Moses Bowness (1833-1894)

Moses Bowness built arguably the largest photographic business in Westmorland and practiced in Ambleside between 1856 and 1894 where he had many well-known sitters for his carte-de-visite photographs. Born into a copper-miner’s family in Coniston he was an example of the Victorian ethic of self-help – a man of little education but of great enterprise. At the age of 17, he was working as a farm labourer whilst his 11 year old brother was at the mine with his father.

It is not known how he came to take up photography but he must have been well enough established by 1857 because in May he went to nearby Grasmere to photograph the young Prince of Wales and his party on their tour of the Lakes – a long description of the tour was given in the local Westmorland Gazette. From then on he displayed “Photographer to HRH the Prince of Wales” on the reverse of his carte-de-visite.

A man of much energy, he went on to build his photographic establishment, a hotel and shops; farm 500 acres; become Secretary to the Hawkshead Agricultural Society; Director of the new Gas Company; encourage the tourist trade in Ambleside; exhibit his photographs at the Photographic Society of London which in 1894 became the Royal Photographic Society; give evidence to the Ambleside Railway Enquiry; work to save Stock Ghyll and to make some reputation as a poet.

By 1861, Moses was married with a growing business. He had married Isabella Slater the widow of a local builder. She ran his private hotel and her children helped in his business.

He married his second wife in the registry office at Kendal 18 months after the death of Isabella. She was the much younger Helena Hudlestone, the heiress of a director of the East India Company. They lived in Belmount, the Georgian house later bought by Miss Owen, a friend of Beatrix Potter.

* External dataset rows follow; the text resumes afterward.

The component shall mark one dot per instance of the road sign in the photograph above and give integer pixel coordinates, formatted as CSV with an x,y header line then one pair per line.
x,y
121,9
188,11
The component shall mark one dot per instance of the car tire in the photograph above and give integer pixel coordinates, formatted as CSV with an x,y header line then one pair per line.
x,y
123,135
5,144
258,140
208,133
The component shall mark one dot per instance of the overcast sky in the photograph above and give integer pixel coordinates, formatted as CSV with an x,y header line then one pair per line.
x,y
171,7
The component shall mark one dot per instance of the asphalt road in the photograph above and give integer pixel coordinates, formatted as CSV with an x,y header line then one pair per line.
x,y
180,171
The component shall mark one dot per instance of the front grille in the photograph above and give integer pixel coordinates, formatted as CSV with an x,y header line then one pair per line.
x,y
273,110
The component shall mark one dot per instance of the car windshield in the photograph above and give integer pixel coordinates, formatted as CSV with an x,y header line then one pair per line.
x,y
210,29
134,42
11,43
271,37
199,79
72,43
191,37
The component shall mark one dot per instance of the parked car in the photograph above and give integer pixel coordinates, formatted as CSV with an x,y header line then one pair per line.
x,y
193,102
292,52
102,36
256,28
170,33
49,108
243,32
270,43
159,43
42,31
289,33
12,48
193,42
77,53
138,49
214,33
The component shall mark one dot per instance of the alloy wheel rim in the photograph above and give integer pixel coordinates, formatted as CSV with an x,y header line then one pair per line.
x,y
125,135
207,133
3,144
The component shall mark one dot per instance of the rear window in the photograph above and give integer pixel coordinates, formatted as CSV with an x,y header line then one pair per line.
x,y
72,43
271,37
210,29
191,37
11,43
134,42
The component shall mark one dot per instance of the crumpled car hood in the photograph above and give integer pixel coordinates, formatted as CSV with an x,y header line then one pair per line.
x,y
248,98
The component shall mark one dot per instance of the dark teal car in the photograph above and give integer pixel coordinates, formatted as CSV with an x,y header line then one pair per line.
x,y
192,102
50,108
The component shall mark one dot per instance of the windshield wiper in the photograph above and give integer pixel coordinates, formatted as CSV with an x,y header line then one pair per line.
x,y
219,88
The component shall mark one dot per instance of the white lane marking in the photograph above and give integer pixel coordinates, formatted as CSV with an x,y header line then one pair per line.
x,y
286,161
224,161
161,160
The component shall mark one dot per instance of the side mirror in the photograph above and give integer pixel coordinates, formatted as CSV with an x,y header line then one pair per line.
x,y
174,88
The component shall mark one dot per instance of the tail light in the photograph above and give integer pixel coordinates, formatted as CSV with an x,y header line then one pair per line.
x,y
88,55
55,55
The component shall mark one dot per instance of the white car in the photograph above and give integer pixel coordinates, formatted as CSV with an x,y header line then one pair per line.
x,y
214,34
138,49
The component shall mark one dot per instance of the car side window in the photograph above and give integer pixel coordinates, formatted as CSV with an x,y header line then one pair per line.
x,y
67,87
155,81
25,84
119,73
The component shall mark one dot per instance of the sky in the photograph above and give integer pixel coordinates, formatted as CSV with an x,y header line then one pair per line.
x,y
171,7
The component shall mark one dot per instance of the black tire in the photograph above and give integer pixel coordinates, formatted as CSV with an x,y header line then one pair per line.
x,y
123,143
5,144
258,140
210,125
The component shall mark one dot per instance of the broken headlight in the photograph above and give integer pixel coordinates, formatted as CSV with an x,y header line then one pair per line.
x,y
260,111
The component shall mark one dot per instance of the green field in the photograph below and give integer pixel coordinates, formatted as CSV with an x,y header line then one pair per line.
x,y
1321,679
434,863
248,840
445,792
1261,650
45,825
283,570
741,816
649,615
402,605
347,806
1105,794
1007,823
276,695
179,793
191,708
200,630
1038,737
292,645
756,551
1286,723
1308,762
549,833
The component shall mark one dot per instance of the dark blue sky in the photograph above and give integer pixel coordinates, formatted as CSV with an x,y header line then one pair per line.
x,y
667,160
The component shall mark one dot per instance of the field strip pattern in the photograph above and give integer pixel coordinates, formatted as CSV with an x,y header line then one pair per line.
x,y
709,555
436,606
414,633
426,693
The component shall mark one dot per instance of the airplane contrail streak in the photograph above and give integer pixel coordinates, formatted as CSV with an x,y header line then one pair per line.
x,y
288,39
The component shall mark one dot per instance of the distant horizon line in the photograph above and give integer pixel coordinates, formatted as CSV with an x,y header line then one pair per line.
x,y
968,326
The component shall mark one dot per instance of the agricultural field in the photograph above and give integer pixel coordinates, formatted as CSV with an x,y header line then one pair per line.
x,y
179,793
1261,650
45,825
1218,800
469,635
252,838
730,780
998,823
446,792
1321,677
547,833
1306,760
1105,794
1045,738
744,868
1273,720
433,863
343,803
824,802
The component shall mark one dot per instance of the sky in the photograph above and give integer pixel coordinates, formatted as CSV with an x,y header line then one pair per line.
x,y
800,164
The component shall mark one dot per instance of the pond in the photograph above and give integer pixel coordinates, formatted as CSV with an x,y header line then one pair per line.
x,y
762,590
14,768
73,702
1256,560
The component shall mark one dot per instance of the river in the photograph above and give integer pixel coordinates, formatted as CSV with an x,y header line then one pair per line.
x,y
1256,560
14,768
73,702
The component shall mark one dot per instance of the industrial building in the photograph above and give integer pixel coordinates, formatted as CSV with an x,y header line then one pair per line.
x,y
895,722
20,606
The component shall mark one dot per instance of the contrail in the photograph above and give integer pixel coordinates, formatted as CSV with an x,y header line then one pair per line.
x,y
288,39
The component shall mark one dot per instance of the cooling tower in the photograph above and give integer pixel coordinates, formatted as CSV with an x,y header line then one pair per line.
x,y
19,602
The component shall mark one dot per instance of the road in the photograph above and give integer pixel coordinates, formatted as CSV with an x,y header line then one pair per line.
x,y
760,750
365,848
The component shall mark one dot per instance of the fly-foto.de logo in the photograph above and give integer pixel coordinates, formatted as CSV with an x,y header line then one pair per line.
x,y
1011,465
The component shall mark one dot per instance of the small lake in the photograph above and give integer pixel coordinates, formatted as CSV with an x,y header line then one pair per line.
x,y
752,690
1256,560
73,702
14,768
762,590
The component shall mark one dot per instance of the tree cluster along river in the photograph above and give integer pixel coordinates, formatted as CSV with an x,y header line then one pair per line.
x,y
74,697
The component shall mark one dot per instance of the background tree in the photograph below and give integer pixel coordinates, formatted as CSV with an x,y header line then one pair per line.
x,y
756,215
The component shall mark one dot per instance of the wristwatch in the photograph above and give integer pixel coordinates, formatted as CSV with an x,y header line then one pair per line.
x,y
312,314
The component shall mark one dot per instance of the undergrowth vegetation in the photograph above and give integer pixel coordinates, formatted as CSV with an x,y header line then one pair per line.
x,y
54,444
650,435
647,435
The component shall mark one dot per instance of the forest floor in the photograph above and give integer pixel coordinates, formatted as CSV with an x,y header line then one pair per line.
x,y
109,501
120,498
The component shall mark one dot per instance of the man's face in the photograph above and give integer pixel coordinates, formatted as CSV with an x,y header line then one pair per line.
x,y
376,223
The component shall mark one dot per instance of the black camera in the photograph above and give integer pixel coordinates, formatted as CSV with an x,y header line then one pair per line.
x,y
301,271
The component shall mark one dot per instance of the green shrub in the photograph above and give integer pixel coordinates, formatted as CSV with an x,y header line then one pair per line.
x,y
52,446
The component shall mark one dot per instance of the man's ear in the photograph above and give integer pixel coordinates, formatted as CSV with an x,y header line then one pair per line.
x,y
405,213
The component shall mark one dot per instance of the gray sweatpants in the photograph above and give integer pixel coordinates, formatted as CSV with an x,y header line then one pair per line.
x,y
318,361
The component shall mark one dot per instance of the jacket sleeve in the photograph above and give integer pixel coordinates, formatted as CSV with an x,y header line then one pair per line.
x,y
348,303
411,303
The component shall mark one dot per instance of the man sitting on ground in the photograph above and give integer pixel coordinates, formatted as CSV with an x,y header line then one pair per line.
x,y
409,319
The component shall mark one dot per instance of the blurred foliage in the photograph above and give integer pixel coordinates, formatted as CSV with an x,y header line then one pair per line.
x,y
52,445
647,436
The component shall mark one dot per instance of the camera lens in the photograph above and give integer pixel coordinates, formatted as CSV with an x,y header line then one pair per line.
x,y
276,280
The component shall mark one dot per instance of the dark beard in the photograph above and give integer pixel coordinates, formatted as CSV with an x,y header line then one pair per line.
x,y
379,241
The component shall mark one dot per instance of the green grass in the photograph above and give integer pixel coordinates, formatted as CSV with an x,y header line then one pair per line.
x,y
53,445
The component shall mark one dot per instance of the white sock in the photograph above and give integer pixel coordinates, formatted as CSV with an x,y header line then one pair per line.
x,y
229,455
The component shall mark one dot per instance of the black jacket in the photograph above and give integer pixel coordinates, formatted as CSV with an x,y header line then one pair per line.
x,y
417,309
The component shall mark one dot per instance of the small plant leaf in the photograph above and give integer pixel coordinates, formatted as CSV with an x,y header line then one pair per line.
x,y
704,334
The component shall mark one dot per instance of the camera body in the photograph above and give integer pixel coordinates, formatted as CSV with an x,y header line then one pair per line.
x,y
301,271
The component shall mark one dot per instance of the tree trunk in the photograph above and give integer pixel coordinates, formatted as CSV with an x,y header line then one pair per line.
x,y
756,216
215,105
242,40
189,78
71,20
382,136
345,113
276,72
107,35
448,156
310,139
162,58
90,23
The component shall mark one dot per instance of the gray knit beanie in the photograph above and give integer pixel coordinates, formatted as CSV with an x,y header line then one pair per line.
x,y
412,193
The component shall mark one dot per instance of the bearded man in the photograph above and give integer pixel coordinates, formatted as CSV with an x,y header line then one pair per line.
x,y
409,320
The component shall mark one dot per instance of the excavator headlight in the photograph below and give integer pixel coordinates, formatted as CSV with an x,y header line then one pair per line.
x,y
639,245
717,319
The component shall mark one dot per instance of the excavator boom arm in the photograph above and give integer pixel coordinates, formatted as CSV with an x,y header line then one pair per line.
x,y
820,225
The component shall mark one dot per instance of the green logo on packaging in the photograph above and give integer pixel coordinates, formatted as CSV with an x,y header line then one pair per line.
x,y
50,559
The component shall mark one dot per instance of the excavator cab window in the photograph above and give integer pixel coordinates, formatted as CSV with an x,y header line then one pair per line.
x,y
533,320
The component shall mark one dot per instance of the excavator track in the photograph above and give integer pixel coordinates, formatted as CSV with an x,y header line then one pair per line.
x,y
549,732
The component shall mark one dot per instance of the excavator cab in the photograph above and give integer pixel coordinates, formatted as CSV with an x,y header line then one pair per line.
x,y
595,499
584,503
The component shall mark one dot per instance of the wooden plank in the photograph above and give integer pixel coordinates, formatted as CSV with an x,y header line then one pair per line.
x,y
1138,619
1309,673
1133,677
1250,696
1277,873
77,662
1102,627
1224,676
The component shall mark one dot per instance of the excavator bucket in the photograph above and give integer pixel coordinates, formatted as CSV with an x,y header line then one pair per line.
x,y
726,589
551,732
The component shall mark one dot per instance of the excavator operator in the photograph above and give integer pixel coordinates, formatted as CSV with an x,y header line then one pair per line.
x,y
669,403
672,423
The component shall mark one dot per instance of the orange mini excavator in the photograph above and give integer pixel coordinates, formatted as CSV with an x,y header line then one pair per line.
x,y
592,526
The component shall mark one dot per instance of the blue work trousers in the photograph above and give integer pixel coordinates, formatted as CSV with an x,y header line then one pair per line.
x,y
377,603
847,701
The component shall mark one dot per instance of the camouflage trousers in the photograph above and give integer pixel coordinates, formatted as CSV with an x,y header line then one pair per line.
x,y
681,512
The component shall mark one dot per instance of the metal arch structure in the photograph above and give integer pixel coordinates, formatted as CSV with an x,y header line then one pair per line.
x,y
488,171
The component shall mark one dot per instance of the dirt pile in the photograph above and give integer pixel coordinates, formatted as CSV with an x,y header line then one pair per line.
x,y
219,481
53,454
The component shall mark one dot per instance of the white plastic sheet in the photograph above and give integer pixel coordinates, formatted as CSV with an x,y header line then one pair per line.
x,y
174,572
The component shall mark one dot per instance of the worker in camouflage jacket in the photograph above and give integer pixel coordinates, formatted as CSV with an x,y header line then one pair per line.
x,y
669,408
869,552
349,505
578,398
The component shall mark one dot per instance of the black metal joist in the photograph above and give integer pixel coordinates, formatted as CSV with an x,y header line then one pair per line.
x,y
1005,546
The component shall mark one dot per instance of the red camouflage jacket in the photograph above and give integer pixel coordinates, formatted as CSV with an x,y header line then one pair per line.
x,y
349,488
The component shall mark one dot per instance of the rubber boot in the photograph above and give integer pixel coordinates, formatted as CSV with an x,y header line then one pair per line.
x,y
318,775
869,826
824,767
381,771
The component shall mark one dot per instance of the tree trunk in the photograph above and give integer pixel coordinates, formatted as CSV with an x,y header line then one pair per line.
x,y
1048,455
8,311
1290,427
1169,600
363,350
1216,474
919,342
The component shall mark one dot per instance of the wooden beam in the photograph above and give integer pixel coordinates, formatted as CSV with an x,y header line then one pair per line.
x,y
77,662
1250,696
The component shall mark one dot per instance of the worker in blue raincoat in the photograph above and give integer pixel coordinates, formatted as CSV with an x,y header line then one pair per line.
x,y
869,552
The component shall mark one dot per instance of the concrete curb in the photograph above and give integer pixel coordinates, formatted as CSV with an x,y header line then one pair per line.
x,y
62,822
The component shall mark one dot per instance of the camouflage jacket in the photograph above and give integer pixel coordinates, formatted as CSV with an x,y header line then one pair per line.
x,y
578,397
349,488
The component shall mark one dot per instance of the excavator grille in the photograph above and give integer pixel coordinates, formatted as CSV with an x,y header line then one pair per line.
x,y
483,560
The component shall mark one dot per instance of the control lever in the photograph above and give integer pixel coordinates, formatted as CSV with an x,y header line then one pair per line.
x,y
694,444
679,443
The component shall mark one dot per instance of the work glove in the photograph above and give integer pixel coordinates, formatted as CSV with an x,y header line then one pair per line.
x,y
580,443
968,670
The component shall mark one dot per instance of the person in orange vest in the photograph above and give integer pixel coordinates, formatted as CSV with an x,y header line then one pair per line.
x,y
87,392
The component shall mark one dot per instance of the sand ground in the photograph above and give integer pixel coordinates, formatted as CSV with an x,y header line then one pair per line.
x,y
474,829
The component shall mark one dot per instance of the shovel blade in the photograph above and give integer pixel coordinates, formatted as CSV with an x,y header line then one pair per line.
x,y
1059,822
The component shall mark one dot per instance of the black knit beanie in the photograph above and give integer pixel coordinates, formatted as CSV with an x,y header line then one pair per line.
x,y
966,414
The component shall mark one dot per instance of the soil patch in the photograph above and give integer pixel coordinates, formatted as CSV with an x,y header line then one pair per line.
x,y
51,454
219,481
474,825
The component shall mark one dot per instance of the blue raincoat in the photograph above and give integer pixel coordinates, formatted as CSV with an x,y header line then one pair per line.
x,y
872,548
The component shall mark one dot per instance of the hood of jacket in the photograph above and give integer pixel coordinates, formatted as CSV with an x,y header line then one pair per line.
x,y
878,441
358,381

He died a few days after being thrown from his carriage in 1894 near the Windermere ferry at Sawrey and was buried in his father’s grave at Coniston. Helena was his sole heir. She sold up and left the district. All that remains today to remember Moses is a wealth of carte-de-visite and cabinet cards, a collection of over 400 glass negatives now held in the Kendal Carnegie Library Collection, and a few entries in old gazetteers. For a while he became a forgotten man.